Le chroniqueur de RTL et de Quotidien, Jean-Michel Aphatie, qui commentait une déclaration du ministre russe des Affaires étrangères, Sergueï Lavrov, répondant au discours du président Macron en le comparant à Napoléon et à Hitler qui se sont tous les deux cassé les dents en voulant conquérir la Russie, a pu paraître sibyllin à ceux qui auraient raté une déclaration précédente du journaliste. Lors d’un débat sur RTL, Jean-Michel Aphatie avait rappelé que la France, qui dénonce à juste titre le massacre d’Oradour sur Glane il y a plus de 80 ans, s’était elle-même mal comportée au 19e siècle au moment de la conquête du Maghreb.
Bien que ce fait soit avéré par beaucoup d’historiens, et parfaitement documenté, cette affirmation a valu au chroniqueur l’indignation des ténors de la droite et de l’extrême droite, relayés par les médias qui appartiennent au groupe Bolloré, et il a écopé d’une sanction sous la forme d’une mise à l’écart temporaire de l’antenne de RTL. Je vous rassure, Jean-Michel Aphatie s’en remettra, mais la liberté d’expression dont se gargarisent les polémistes uniquement quand ça les arrange en a pris un nouveau coup. On peut y voir un nouvel avatar de ce que l’on a coutume d’appeler « le point Godwin », du nom de ce théoricien qui mesurait le temps nécessaire à un débat de faire une comparaison avec le nazisme ou Hitler pour discréditer l’adversaire. La Russie fait régulièrement appel aux guerres napoléoniennes pour resserrer les rangs, en « oubliant » volontairement que c’est le général Hiver qui a fait le gros du travail.
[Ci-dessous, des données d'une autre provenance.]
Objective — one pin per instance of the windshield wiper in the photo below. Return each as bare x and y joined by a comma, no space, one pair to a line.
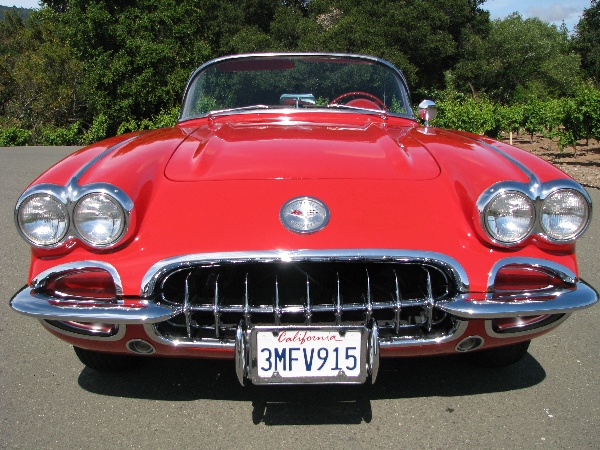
358,108
234,110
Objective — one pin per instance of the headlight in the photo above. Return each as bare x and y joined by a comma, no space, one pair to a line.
509,217
43,219
99,219
564,215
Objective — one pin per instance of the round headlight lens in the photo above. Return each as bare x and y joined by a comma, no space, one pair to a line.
564,215
99,219
43,219
509,217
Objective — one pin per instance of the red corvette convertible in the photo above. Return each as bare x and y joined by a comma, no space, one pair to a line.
301,222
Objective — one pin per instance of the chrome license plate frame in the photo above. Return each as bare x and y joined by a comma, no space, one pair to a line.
309,354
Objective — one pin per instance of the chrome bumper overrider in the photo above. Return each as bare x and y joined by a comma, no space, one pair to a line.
147,310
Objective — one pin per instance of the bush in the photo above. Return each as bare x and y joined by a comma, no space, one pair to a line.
62,136
13,136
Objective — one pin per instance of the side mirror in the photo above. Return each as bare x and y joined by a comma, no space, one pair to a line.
427,111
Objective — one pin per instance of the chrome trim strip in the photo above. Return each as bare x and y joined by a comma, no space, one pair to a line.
566,301
408,102
184,261
565,274
205,343
117,337
489,329
537,193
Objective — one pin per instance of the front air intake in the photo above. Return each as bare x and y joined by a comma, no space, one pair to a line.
214,298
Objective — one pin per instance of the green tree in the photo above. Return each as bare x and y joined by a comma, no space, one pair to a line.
39,77
517,59
587,41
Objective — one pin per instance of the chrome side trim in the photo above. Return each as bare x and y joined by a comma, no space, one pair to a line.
565,274
564,301
116,337
184,261
386,344
489,329
72,192
537,192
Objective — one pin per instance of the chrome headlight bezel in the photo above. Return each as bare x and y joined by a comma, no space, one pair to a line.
71,197
56,211
576,200
99,219
539,194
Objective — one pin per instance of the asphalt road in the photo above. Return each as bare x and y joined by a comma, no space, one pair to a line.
48,399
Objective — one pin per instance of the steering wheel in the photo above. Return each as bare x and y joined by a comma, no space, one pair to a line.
361,103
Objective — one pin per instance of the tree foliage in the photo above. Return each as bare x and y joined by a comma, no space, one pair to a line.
587,41
78,70
519,58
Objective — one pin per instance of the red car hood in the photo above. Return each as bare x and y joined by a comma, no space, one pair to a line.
301,150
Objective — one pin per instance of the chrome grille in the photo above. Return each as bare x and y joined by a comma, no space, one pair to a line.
214,297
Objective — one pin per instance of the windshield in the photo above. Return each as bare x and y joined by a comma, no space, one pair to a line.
295,81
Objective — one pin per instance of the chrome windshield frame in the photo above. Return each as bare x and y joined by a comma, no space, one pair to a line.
371,59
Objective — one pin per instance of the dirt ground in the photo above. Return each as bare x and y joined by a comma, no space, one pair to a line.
583,164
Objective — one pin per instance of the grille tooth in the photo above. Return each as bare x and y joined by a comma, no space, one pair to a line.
397,305
216,308
277,309
401,296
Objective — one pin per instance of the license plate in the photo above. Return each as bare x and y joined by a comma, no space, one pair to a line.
308,355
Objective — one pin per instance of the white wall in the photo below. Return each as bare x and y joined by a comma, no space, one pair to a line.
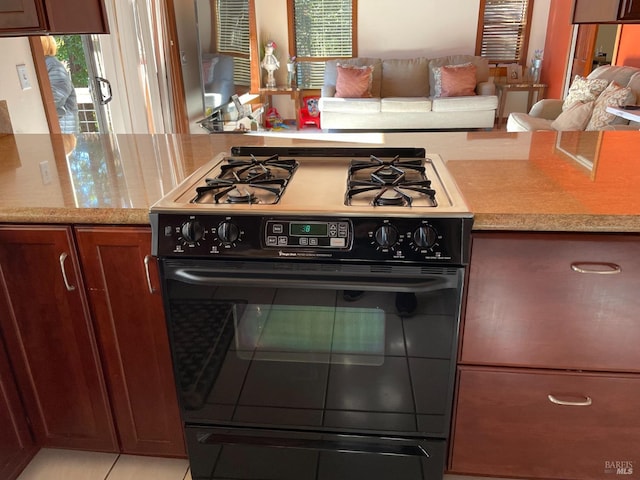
25,106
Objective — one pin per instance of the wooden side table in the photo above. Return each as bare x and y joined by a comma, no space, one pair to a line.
505,88
266,95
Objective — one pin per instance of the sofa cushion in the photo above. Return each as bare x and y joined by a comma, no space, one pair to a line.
405,104
331,72
576,117
613,96
584,90
353,81
481,63
405,77
464,104
522,122
349,105
457,80
614,73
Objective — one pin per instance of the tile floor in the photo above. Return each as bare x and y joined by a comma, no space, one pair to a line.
55,464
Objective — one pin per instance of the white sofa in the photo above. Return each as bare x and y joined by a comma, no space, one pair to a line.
403,97
543,113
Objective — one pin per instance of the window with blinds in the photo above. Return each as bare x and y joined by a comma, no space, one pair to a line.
232,36
503,30
322,30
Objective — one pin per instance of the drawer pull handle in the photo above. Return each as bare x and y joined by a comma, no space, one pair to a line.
600,268
584,403
150,286
63,257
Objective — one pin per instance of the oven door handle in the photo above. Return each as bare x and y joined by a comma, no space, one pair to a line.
312,279
330,443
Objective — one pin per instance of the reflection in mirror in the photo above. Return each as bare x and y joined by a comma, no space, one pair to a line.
224,51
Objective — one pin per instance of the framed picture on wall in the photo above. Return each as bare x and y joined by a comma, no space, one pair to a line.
514,73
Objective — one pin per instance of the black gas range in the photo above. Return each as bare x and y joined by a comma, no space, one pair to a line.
361,204
312,299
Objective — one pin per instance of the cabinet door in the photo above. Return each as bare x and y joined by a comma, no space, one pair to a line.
131,326
16,443
17,15
537,300
45,321
73,16
507,424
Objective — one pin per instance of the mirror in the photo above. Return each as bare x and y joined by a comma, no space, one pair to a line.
223,50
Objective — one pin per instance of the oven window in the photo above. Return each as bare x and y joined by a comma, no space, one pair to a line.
310,334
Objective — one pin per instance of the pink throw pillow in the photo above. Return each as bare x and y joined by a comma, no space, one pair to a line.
354,82
458,80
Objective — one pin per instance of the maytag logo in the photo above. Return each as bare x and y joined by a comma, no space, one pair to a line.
618,467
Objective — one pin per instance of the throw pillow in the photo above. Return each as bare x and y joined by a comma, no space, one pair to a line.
584,90
576,117
353,81
458,80
613,96
437,77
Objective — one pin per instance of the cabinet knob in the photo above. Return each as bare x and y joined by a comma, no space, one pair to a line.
598,268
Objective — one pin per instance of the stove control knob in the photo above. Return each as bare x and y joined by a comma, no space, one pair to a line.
386,236
192,231
228,232
425,236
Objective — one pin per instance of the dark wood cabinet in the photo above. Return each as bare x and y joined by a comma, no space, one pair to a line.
124,294
542,424
21,16
45,322
16,443
606,11
549,363
33,17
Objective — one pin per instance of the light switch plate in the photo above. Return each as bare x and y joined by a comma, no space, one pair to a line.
23,77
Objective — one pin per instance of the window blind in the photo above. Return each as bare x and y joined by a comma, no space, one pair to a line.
323,30
232,27
504,30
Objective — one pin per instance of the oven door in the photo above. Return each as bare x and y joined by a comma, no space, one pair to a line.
328,364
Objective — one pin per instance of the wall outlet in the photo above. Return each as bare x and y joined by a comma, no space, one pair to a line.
23,77
44,172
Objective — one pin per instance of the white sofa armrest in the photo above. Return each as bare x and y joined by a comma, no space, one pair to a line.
486,88
548,108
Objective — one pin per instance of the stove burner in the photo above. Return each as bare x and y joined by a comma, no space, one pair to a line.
394,182
248,181
238,191
255,169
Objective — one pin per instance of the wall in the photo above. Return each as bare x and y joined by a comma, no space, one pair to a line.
404,29
25,106
629,46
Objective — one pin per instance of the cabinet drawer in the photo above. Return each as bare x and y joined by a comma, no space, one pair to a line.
506,424
527,306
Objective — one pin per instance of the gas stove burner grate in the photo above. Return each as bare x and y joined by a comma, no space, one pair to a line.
218,190
248,181
394,182
258,169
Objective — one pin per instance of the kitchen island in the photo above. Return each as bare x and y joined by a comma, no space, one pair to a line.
544,203
535,181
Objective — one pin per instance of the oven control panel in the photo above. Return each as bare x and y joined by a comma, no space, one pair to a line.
332,234
422,240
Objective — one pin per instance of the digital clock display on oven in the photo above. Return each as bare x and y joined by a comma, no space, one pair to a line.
312,229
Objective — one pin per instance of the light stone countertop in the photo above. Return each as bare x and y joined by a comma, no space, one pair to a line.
540,181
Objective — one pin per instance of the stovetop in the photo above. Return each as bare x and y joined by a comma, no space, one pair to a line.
316,204
291,181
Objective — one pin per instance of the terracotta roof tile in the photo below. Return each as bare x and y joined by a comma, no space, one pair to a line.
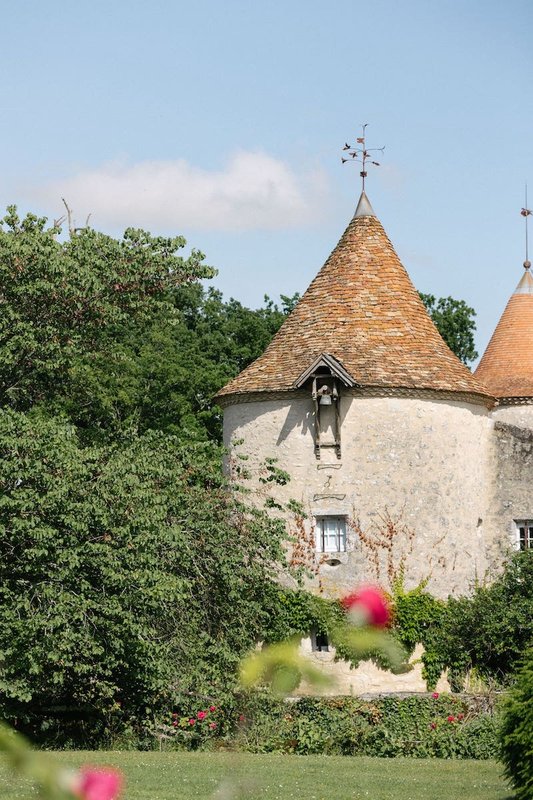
362,309
507,364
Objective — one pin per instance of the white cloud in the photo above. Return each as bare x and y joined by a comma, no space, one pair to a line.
253,191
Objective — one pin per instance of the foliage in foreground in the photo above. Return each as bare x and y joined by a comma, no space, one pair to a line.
487,632
442,726
128,574
517,732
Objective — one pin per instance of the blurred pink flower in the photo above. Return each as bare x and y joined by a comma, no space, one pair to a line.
91,783
372,603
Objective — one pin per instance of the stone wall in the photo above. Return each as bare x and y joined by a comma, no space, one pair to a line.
520,414
511,495
413,475
367,677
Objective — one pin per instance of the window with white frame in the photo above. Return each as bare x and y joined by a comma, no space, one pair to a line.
331,534
524,534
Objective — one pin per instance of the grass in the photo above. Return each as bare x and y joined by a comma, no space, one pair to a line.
228,776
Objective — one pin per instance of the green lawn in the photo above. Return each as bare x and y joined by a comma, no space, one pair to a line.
227,776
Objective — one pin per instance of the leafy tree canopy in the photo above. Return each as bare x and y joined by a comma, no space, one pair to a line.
455,322
128,574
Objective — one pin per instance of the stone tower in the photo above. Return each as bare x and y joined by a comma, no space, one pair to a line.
385,433
507,370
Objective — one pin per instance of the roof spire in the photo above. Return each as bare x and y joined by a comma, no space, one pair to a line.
361,154
526,212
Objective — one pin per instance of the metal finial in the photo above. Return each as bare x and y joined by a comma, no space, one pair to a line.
361,154
526,212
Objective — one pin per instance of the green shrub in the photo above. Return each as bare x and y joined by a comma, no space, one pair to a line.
516,732
488,631
442,726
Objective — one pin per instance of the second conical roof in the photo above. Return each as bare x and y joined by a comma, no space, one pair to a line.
364,311
506,368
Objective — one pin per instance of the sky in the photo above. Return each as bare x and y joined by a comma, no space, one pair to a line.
224,121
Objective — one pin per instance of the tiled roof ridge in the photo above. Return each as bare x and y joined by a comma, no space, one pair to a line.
506,367
363,310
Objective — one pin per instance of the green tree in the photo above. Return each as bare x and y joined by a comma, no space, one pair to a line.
163,375
128,574
488,631
516,733
455,322
66,301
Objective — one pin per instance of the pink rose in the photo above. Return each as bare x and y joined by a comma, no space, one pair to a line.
97,784
370,603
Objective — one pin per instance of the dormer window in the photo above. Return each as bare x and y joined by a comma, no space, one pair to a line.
324,378
524,534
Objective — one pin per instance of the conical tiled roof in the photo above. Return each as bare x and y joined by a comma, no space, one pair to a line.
363,310
506,368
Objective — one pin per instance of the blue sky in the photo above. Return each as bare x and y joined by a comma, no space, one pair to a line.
224,122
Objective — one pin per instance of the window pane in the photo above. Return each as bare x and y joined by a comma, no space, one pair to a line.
331,534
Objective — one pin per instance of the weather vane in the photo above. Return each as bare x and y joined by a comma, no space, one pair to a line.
526,212
360,154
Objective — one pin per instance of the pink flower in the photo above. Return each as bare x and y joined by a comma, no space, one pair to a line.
97,784
370,603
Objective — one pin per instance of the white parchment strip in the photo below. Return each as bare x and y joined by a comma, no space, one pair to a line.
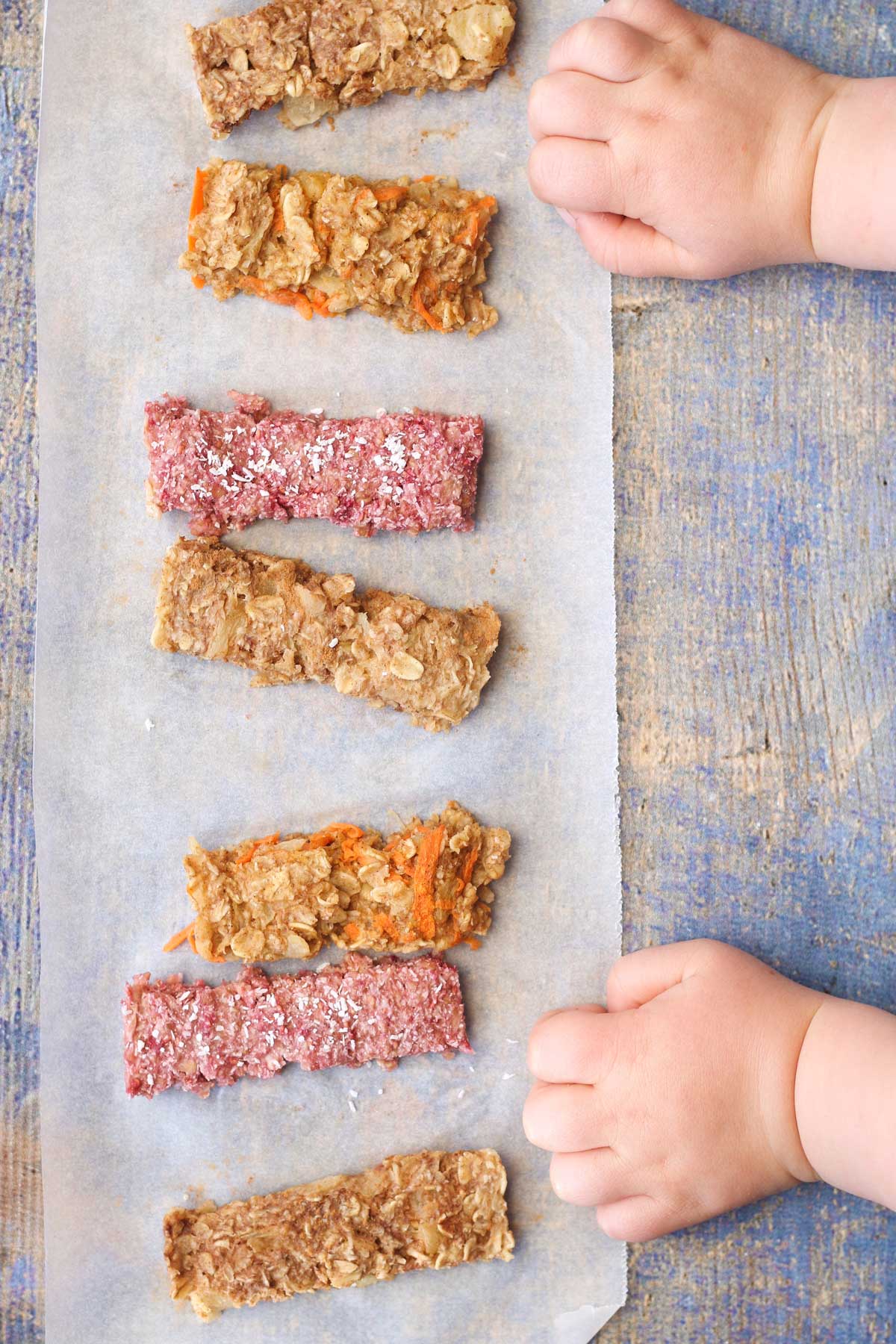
116,800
Quant à la guerre patriotique contre Hitler, Staline a pris son temps pour décider du camp du Bien et celui du Mal. Il est vrai qu’il ne donnait guère l’exemple, et que Poutine semble l’avoir pris pour modèle.
Le passé colonial de la France n’est malheureusement pas sujet à discussion, et il remonte suffisamment haut pour ne pas être contesté. La conquête de l’Algérie commence en 1830, bien avant la montée du nazisme, et son indépendance est scellée par les accords d’Évian en 1962. Plus d’un siècle de colonialisme, dont notre mémoire collective n’a retenu que la dernière partie. Certains se sont livrés à une comptabilité sordide en évaluant les « bienfaits » apportés par la puissance occupante, au prix de la perte des libertés fondamentales et de l’inégalité entre les Français métropolitains et les Français d’origine indigène, comme on le disait à cette époque. Le seul reproche que l’on pourrait faire à Jean-Michel Aphatie, dont je ne partage pas nécessairement tous les points de vue, c’est de prêter le flanc à la critique et d’offrir un boulevard à ses contradicteurs en invoquant sans nécessité le nazisme dans le débat des relations franco-algériennes. Le passé colonial continue de le polluer, et c’est lui que l’on devrait purger en reconnaissant nos erreurs pour repartir sur de nouvelles bases.